Researchers use waveguides for sensitive protease monitoring

Researchers at Ghent University have detected protease using surface-enhanced Raman spectroscopy (SERS) performed with a tiny waveguide. The work moves toward real-time, label-free, lab-on-a-chip protease monitoring, which could offer a high-throughput approach to screen for new drugs that inhibit proteases involved in disease.

Proteases, which break down the peptide bonds that hold proteins together, play an important role as drug targets due to their functionality in diseases such as cancer, Alzheimer’s disease, and arthritis.

We hope that our interdisciplinary approach can one day enable fast and efficient discovery of new drugs for a variety of protease-linked diseases, thus improving lives of millions of patients around the world,” said Nina Turk of the imec research center at Ghent University.

In SERS, a metal surface with nanoscale roughness enhances weak signals produced when light interacts with a sample. Due to its high sensitivity, the technique can detect analytes in extremely small volumes. Though SERS has been used for sensitive and selective detection of proteases, this has only been demonstrated using a large Raman microscopy setup.

Nanoplamsonic slot waveguides, meanwhile, have emerged as a method to efficiently excite and collect SERS signals. These waveguides consist of two rails that form a small gap through which light can be guided. Coating the inside of the gap with gold nanostructures can be used to produce the SERS effect.

Because of their small size, waveguides can be incorporated into lab-on-a-chip devices, allowing simultaneous measurement of many analytes for high-throughput drug discovery.

To see if these nanoplasmonic slot waveguides would be useful for SERS detection of proteases, the researchers fabricated a waveguide and designed an experiment for detecting the trypsin protease. They created a specific peptide substrate for trypsin that binds to the gold nanostructure. When the trypsin peptide cleaves to the substrate, part of the substrate diffuses away, creating a detectable reduction in intensity for the SERS spectrum.

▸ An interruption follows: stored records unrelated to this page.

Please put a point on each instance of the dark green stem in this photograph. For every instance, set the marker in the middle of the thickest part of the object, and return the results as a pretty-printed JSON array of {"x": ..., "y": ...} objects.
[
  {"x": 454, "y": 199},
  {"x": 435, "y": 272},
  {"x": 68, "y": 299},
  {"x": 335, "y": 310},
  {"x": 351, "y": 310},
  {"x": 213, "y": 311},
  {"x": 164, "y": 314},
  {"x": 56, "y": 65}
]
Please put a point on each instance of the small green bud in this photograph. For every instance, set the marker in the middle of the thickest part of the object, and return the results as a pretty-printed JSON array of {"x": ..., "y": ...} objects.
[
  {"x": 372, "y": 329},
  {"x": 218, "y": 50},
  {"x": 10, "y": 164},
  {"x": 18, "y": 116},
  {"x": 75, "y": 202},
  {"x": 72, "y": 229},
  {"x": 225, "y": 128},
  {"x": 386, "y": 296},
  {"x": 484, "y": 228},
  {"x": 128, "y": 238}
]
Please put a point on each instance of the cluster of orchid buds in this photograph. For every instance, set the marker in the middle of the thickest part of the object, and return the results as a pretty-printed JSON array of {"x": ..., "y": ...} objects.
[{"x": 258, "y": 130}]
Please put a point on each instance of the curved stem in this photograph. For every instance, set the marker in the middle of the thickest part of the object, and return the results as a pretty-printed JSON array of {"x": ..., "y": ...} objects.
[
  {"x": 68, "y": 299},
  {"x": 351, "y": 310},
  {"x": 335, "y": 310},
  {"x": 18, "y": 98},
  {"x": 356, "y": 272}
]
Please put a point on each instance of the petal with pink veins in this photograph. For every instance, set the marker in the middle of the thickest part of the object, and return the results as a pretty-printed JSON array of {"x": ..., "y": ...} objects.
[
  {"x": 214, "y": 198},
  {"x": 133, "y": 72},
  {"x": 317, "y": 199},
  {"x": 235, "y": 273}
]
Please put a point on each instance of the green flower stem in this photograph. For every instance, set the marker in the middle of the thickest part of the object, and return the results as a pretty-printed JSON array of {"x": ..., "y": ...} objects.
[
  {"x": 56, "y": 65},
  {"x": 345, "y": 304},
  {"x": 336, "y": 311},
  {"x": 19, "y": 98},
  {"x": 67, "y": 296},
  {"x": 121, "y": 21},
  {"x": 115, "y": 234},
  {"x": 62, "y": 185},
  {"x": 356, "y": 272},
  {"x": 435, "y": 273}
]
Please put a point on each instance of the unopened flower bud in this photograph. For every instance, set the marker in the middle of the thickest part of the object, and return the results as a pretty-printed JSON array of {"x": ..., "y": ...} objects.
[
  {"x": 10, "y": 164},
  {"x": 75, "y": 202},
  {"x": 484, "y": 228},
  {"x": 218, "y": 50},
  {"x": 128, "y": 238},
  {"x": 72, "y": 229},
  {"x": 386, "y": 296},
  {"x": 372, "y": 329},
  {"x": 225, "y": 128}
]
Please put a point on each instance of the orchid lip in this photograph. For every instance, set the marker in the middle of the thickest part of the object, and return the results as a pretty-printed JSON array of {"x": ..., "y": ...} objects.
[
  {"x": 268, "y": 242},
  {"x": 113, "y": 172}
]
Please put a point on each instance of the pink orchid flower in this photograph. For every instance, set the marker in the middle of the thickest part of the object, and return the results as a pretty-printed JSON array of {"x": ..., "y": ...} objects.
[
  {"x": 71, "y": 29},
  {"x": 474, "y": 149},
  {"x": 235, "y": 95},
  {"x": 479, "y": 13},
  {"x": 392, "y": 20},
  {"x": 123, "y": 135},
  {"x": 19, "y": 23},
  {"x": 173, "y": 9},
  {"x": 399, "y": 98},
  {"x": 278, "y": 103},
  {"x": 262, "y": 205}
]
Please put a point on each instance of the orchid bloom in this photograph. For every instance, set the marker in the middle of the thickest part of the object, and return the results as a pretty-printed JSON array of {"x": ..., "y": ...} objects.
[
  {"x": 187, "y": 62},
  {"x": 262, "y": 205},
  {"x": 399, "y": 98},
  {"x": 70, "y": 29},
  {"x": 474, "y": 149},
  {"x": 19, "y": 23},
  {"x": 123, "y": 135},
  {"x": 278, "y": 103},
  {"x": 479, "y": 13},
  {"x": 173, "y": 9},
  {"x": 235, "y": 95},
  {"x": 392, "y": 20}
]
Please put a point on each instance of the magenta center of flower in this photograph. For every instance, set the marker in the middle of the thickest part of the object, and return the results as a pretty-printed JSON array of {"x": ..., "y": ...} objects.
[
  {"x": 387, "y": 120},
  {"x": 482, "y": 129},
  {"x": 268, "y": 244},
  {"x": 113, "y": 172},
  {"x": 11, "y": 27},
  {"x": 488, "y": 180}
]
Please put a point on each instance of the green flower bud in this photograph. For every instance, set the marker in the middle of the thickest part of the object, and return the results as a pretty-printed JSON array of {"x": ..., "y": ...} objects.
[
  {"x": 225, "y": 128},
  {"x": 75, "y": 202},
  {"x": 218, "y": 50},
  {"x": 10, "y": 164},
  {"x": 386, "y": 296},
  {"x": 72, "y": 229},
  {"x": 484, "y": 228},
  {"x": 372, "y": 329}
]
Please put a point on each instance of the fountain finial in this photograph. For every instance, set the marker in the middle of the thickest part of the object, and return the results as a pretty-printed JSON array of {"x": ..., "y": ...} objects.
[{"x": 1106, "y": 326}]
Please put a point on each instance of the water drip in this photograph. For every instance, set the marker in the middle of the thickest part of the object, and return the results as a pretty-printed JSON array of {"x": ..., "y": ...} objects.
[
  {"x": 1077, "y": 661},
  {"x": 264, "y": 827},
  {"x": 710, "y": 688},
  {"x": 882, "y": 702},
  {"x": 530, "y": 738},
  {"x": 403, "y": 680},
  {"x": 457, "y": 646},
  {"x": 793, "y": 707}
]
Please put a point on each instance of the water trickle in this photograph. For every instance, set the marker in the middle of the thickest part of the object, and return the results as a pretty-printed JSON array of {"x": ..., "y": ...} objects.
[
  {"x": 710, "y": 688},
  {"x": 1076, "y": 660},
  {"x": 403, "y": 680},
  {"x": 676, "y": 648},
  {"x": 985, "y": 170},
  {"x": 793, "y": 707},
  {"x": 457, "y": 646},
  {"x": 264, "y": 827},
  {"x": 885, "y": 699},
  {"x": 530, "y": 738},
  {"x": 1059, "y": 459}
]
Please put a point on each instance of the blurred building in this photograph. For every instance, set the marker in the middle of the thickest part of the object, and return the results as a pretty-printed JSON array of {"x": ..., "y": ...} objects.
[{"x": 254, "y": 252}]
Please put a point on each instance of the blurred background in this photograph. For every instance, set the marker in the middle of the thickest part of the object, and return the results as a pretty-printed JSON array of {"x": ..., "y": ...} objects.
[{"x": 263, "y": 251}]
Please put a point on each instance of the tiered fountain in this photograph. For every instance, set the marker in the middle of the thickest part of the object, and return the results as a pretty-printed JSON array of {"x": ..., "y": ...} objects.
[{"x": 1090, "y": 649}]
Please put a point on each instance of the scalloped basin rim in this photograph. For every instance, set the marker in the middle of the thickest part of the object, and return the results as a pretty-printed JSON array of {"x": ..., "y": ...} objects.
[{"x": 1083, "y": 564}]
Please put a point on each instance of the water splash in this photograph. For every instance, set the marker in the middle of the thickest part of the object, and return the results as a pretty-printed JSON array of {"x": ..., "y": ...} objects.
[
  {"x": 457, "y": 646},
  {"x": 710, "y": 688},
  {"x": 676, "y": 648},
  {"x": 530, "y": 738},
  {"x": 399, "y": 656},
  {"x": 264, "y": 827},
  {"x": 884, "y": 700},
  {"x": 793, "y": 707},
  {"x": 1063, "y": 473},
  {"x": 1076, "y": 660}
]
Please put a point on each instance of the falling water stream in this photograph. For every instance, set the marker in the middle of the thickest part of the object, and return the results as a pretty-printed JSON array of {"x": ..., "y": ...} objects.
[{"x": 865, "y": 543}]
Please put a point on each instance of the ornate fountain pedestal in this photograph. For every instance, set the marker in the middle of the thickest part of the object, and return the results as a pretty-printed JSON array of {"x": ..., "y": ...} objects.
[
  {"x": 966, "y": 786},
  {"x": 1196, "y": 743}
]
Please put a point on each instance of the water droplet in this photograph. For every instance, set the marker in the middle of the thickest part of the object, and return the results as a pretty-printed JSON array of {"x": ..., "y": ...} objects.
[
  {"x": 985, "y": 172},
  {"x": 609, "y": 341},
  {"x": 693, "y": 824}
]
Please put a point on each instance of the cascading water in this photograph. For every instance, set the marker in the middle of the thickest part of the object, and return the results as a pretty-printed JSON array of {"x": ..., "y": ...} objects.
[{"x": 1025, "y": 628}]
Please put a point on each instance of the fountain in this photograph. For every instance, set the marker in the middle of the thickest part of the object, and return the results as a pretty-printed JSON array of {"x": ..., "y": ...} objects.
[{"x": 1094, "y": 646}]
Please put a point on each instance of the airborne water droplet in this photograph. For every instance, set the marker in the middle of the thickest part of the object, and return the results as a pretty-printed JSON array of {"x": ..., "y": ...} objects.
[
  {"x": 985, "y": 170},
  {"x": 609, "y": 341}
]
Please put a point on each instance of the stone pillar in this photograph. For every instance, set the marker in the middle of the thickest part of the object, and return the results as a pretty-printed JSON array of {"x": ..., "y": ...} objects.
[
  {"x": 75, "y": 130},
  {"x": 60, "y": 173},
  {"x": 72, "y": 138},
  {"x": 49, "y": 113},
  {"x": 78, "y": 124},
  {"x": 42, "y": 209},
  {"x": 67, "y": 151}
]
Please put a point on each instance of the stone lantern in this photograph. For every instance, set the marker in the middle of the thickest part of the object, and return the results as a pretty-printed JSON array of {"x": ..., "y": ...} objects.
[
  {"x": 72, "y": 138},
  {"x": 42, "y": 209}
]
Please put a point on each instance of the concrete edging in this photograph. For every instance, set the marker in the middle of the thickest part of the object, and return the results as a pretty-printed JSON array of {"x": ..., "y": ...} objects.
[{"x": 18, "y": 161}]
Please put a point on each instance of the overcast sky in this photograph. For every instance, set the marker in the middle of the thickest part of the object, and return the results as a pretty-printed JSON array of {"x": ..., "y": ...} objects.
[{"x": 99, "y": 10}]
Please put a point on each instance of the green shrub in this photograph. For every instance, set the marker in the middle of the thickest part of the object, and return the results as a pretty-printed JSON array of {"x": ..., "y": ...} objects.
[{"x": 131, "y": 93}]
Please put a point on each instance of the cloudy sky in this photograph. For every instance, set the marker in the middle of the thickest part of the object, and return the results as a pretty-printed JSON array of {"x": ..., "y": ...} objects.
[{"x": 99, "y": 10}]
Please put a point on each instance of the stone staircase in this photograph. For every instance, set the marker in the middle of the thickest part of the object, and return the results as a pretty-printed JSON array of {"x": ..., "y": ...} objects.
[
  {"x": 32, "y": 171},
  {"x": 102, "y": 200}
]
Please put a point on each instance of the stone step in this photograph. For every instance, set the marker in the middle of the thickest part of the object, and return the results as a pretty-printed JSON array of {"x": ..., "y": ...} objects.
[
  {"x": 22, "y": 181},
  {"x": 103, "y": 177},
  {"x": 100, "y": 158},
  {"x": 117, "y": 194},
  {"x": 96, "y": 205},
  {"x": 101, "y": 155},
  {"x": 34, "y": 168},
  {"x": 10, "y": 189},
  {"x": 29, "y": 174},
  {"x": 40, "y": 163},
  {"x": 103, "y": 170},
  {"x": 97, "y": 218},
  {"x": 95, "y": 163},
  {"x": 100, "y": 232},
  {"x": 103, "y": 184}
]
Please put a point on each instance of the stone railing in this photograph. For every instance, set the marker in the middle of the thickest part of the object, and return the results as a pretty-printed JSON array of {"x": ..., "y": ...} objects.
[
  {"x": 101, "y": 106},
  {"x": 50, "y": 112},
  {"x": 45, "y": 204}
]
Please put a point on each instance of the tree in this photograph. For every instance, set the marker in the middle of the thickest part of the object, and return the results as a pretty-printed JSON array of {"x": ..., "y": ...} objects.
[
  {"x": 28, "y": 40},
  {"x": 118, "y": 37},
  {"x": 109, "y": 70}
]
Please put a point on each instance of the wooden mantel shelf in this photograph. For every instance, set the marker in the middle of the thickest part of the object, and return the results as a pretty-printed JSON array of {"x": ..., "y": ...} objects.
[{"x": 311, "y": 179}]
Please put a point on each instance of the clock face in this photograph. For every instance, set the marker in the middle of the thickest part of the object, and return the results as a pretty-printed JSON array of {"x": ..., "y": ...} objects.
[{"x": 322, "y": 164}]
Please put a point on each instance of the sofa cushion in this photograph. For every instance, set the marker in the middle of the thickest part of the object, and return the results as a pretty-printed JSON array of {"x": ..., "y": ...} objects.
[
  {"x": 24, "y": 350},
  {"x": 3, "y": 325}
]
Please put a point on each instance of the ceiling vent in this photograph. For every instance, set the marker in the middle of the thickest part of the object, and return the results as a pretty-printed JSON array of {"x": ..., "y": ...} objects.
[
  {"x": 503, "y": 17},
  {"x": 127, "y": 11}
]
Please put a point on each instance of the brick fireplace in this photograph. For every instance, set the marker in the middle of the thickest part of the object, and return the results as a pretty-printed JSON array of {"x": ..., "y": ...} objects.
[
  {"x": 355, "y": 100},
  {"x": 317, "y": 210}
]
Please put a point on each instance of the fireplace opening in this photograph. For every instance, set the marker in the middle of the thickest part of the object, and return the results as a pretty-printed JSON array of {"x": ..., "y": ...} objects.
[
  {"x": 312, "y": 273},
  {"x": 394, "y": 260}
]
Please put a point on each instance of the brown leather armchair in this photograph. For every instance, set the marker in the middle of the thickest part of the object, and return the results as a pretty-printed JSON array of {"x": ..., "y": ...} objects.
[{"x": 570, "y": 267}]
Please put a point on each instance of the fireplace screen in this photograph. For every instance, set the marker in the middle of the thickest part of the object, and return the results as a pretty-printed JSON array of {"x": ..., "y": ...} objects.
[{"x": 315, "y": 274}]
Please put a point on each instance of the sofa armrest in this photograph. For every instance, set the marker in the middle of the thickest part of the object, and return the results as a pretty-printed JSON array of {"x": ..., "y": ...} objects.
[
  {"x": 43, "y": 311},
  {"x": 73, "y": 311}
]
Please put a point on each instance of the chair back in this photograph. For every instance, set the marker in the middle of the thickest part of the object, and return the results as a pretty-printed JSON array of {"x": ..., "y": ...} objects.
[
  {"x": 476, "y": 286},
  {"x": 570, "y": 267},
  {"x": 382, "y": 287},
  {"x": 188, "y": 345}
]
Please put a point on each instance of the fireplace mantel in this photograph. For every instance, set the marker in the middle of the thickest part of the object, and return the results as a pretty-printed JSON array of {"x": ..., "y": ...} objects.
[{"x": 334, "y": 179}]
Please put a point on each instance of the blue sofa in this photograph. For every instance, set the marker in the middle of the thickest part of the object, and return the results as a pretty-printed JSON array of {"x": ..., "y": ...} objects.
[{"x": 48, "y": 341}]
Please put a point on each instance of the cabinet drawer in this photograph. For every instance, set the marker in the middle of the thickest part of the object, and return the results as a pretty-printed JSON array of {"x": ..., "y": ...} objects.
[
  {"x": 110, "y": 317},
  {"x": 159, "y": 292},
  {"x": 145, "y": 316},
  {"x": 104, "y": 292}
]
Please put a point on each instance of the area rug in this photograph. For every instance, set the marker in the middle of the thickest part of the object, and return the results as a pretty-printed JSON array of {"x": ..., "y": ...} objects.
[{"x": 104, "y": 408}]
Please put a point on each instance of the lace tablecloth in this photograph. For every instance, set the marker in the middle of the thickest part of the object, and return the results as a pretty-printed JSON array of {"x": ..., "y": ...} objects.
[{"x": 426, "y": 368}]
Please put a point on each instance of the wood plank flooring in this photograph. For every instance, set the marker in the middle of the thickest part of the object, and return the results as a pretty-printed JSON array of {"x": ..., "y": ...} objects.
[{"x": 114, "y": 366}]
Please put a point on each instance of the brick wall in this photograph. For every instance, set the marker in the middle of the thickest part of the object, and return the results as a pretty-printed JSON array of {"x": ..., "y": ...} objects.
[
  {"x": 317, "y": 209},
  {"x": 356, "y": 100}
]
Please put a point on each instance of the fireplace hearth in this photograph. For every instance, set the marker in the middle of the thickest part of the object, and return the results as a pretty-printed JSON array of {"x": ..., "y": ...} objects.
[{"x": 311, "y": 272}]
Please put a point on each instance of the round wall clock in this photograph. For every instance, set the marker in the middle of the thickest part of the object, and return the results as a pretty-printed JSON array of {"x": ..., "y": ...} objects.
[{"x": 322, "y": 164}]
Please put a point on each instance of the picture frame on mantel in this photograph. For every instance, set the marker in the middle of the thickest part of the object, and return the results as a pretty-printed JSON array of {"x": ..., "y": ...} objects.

The experiment revealed a 70% decrease in SERS intensity after 1 hr of trypsin incubation, showing that nanoplasmonic slot waveguides could be used to detect trypsin. The researchers are now working to expand their platform so it can detect the activity of two or more proteases simultaneously.

The work was a collaboration of Ghent University-imec and the Flemish Institute for Biotechnology, under the supervision of Roel Baets and Kris Gevaert.

The research will be presented at the OSA Frontiers in Optics and Laser Science APS/DLS (FiO + LS) conference.